Besides marking it as the most significant anniversary of his life, Jensen will remember that Sunday outside Hanoi for something else — being taken to the airport in a bus and viewing "the most beautiful airplane in the world," along with another sight that six years before would have been routine and mundane.
"It was pretty good to see American uniforms," he recalled, "and awfully nice to see smiling faces ..."
"When they started those engines, we cheered, and when they lifted off, I believe it was our voices that lifted off."
Rules governing the interviews banned discussion of wounds or injuries suffered by prisoners or any revelations of prison life that might bring reprisals on those still interned.
Mechenbier said the prisoners drew strength from one another — each understood and confided in the other man. There were three conversational don'ts — women, religion and politics — but they were little observed,
Mechenbier recalled. There was little of the light banter fighter pilots might exchange at a bar — discussions were often deep but at the same time "amazingly controlled and rational."
There was also black humor — jokes about the dolorous routine of prison life.
Asked to express his thoughts about the meaning of prison life, Mechenbier pondered and then harkened back to Ernest Hemingway's definition of sex.
"If you've never done it, then words can't express it. If you have, you don't have to have it described."
Asked what kept them going?
"Like so many men, belief in God and religion was something I could turn to. But the strongest tiling was my wife. It means a lot to know that someone back there is praying for you . . . you get a lot of strength."
"My release was always just six months away. We. always used that sight. We counted things also one day at a time. At no time did we despair."
"The thing that kept me going was faith. Most of all, faith in my God, faith in my country, a faith in my fellow prisoners and faith in myself. I think the faith we had in each other, we kept each other going."
While a bond of closeness between him and his fellow returnees will last a long time, Jensen said, all have decided "to get as far away from each other as possible."
"We know each other better than our wives did."
All six men have lost the better part of a decade. What to do now?
"I've sort of adopted a wait and see attitude on everything," Ringsdorf shrugged. "I've decided there is no way I can catch up on six years in just a few months, so I won't even try to make a concentrated effort on that.
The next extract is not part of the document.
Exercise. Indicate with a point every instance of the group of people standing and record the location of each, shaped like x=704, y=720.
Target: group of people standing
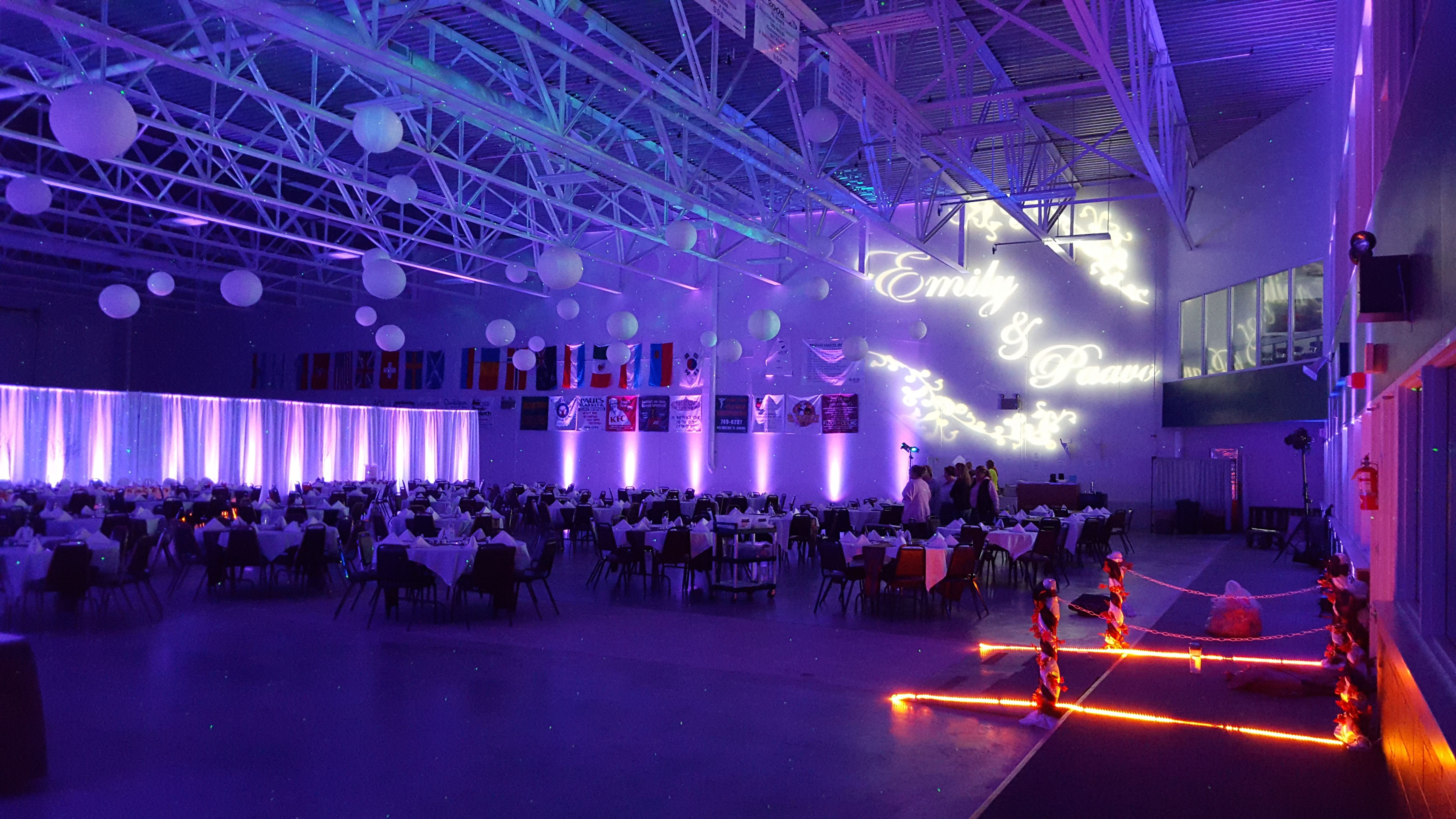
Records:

I'll just let it come back along to me."
McManus wants to go on flying. So does Pirie.
Lane said he had "972 alternative plans," but is now focusing on a degree in international relations and a position as an air attache.
A reserve officer, Jensen is only a year and a half away from 20 years' service. He doesn't particularly want to fly again — a hoped for ROTC assignment to Brigham Young University would suit him fine.
Mechenbier did not say he would stay in the Air Force nor exclude the possibility of his getting out. He has been told there is a whole cornucopia of opportunities on the outside and wants to look them over.